Republicans actually claimed more revenue increase through a process called “dynamic scoring,” also known as “lying,” where an assumption is made that lower tax rates automatically spur economic growth, leading to more revenue coming in. The Clinton and Bush years should obliterate the argument for dynamic scoring, but Republicans soldier on.
I don’t know that we should focus a heck of a lot on these plans. Pat Toomey, a member of the committee, admitted that the two sides have a “fundamental divide,” so the notion that anything is going to come out of the committee isn’t really backed up by experience. I know Erskine Bowles can wank about the Medicare eligibility age all he wants, but he’s free to run his mouth because he doesn’t represent anybody. Those who do understand the political implications of austerity, or who are on the right and against raising taxes, pay more attention (at least to the prospects of re-election).

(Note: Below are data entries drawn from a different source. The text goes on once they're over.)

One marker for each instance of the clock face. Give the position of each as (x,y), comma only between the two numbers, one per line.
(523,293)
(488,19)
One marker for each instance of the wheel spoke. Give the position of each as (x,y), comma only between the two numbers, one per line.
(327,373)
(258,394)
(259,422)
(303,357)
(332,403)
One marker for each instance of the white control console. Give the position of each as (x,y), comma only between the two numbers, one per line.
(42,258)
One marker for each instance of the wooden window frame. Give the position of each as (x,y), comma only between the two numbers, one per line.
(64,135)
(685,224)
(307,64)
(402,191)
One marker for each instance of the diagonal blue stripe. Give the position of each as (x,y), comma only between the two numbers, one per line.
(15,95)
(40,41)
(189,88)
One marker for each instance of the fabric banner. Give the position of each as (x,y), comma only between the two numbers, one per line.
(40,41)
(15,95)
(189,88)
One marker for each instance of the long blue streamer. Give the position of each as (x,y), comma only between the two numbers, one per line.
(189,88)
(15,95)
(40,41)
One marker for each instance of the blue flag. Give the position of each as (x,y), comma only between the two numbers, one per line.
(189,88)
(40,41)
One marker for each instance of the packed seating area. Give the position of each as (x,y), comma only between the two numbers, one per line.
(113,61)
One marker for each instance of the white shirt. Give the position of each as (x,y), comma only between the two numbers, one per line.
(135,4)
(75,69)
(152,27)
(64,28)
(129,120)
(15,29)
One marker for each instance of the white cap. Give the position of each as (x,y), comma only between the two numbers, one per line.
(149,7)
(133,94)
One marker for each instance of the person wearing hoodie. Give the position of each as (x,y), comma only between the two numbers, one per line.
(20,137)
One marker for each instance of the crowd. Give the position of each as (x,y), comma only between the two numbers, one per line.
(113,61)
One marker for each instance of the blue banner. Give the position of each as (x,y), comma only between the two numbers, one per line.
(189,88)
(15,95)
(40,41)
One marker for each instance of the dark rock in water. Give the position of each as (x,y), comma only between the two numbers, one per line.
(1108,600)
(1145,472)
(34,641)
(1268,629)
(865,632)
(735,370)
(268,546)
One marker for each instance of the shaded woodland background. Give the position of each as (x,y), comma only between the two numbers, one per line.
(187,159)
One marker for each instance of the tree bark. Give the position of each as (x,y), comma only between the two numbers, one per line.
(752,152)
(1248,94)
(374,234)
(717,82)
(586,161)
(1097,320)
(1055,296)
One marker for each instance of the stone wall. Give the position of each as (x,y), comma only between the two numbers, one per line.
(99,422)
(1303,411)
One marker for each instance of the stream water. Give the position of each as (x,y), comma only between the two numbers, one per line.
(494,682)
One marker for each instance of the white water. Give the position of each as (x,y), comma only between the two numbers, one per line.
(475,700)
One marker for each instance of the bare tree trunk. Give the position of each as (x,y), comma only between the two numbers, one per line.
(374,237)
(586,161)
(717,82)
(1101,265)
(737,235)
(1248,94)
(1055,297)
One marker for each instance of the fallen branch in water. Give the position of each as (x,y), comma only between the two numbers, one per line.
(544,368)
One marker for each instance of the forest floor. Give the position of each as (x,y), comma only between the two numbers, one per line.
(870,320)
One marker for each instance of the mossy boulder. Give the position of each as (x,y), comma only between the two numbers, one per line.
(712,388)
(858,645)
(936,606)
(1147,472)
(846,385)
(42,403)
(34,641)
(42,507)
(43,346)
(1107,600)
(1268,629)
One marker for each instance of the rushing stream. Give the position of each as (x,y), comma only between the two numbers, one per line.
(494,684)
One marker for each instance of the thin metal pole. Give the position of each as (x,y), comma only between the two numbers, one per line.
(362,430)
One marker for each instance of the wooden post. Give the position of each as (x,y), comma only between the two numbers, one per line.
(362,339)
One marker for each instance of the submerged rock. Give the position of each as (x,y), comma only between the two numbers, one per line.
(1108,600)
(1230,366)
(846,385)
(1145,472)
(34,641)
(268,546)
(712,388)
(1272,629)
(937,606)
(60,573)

Here’s the important point: so-called “failure” in the Super Committee is simply not consequential. Moody’s, the credit rating agency, proved that today:
The fate of the nation’s AAA credit rating does not hinge solely on the final product of the deficit supercommittee, according to Moody’s Investors Service.
The credit rater said Tuesday that while there is a “significant chance” the panel will fail to reach a deal, the ultimate outcome of its work will not be “decisive” in assessing whether to keep the nation’s credit rating at AAA.
Moody’s said it is going to be looking at the composition of any deal reached in assessing the nation’s credit, and any positive momentum toward dealing with the deficit would be recognized — whether it comes from the supercommittee or the automatic triggers that are supposed to kick in if a deal falls through.
“Agreement by the [supercommittee] and the Congress as a whole on a larger amount of deficit reduction would be favorable, but the smaller amount triggered by the spending caps is still a step in the same direction,” the rater said in a new report. “Thus, the committee outcome will not necessarily lead to any change in our rating stance.”
As the prospect of failure grew large, a lot of austerians threatened catastrophic consequences. As Moody’s shows, there are pretty much no consequences, at least as far as credit ratings are concerned.